First of all, I chose the nearest data points/training examples
import numpy as np
import copy
nearest_setosa = np.array([[1.9, 0.4],[1.7, 0.5]])
nearest_versicolour = np.array([[3. , 1.1]])
and then I labeled negative examples as -1, and kept the label for the positive example.
x_train = np.concatenate((nearest_setosa, nearest_versicolour), axis=0)
y_train = [-1, -1, 1]
This is a simplified version of sign function.
def predict(x):
if np.dot(model_w, x) + model_b >= 0:
return 1
else:
return -1
I decided to update the weights once the model makes a wrong prediction.

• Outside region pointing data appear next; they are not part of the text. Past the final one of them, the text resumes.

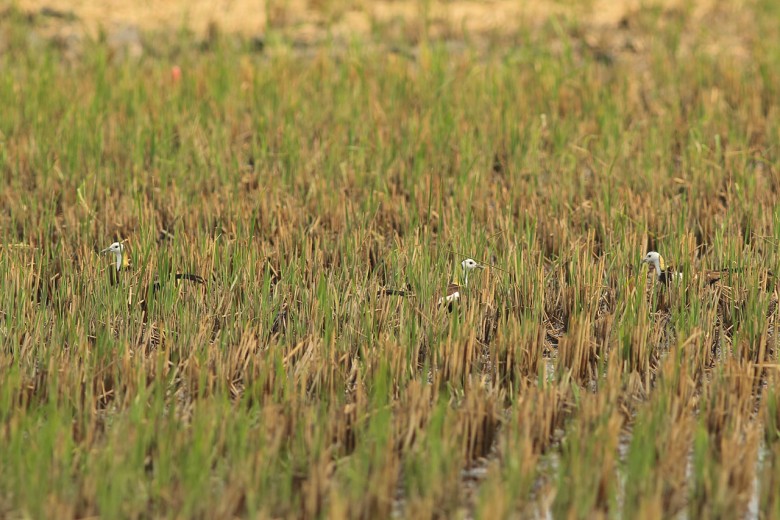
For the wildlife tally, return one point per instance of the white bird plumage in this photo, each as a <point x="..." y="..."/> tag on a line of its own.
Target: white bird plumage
<point x="117" y="249"/>
<point x="455" y="287"/>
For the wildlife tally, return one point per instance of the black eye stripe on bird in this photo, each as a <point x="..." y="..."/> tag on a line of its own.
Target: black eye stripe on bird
<point x="455" y="288"/>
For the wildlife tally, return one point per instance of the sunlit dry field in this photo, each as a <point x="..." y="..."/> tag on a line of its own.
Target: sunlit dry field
<point x="305" y="180"/>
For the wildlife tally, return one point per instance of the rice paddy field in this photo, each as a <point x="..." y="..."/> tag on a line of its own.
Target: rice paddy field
<point x="306" y="179"/>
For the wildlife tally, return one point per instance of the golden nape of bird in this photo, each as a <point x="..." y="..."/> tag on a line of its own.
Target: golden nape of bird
<point x="459" y="283"/>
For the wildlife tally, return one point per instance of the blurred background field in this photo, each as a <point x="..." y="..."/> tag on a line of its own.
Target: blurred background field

def update_weights(idx, verbose=False):
global model_w, model_b, eta
model_w += eta * y_train[idx] * x_train[idx]
model_b += eta * y_train[idx]
if verbose:
print(model_b)
print(model_w)
The following code tests a bunch of learning rates(eta) and initial weights to find one which have the model converge with the minimal iteration.
eta_weights = []
for w in np.arange(-1.0, 1.0, .1):
for eta in np.arange(.1, 2.0, .1):
model_w = np.asarray([w, w])
model_b = 0.0
init_w = copy.deepcopy(w)
for j in range(99):
indicator = 0
for i in range(3):
if y_train[i] != predict(x_train[i]):
update_weights(i)
else:
indicator+=1
if indicator>=3:
break
eta_weights.append([j, eta, init_w, model_w, model_b])
I'm not sure if some classic search algorithms, e.g. binary search, are applicable to this particular case.
Is it common to loop so many layers? Is there a better way to do the job?